ビーン政権下のアスレチックスはレギュラーシーズンには強さを見せ、毎年のようにプレーオフに進出するものの、ワールドシリーズには進出できていない。先述のような出塁率等を重視するチーム編成・戦術は、多くの試合を重ねる中で勝率を高めていくことに主眼を置くものであり、勝率ではなく先に定められた数の勝利を挙げなくてはならない短期決戦には必ずしも向いてはいない点がその要因に挙げられるが、そもそも最大でも7試合しか行わないプレーオフでは数値に「揺らぎ」が出やすいため、長期のレギュラーシーズンに比べて、チームの戦略や選手の能力よりも運や偶然が結果を左右しやすい。ビーンも「プレーオフまで進出させることが仕事」と、現状の分析方法および戦術の短期決戦における限界を認めている。

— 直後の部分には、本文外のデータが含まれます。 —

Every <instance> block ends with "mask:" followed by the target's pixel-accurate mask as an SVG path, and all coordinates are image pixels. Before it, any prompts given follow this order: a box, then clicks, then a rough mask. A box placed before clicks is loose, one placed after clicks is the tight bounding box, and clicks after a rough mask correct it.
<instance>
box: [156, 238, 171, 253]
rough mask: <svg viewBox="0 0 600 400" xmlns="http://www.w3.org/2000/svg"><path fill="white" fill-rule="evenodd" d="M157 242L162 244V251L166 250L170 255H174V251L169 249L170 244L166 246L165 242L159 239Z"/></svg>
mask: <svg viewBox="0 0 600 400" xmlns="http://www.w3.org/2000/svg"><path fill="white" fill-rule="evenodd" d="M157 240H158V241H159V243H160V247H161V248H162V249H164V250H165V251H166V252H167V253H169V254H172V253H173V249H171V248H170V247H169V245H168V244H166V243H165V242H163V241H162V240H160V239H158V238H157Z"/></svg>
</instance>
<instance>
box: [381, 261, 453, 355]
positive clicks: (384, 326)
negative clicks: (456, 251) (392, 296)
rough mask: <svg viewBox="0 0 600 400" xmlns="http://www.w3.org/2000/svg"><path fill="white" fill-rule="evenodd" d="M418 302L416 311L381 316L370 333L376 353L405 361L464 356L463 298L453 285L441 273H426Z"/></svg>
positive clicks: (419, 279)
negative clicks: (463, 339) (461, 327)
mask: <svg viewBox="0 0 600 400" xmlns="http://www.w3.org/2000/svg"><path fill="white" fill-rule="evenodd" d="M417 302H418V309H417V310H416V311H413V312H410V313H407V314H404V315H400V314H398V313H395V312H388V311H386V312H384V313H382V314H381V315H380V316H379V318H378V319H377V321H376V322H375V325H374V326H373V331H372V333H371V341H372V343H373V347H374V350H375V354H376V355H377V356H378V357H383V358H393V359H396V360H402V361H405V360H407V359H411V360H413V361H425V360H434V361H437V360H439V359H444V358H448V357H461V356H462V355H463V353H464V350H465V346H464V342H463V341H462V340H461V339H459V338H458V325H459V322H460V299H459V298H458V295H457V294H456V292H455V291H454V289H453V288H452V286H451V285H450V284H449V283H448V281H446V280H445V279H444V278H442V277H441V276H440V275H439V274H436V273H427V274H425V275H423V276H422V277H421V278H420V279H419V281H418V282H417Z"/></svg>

『マネー・ボール』が出版された翌年の2004年に、ソニー・ピクチャーズが映画化の権利を獲得した。2008年11月になって、ブラッド・ピット主演、スティーヴン・ソダーバーグ監督で映画化が発表されたが[12]、クランクイン3日前に突然制作中止が決定した。制作中止の理由は、ソダーバーグが手を加えた脚本に制作側が難色を示したためだと言われている。その後しばらく音沙汰のない状態が続いていたが、2009年12月、ベネット・ミラー監督の元で再始動が発表され[13]、2011年9月23日に全米公開された。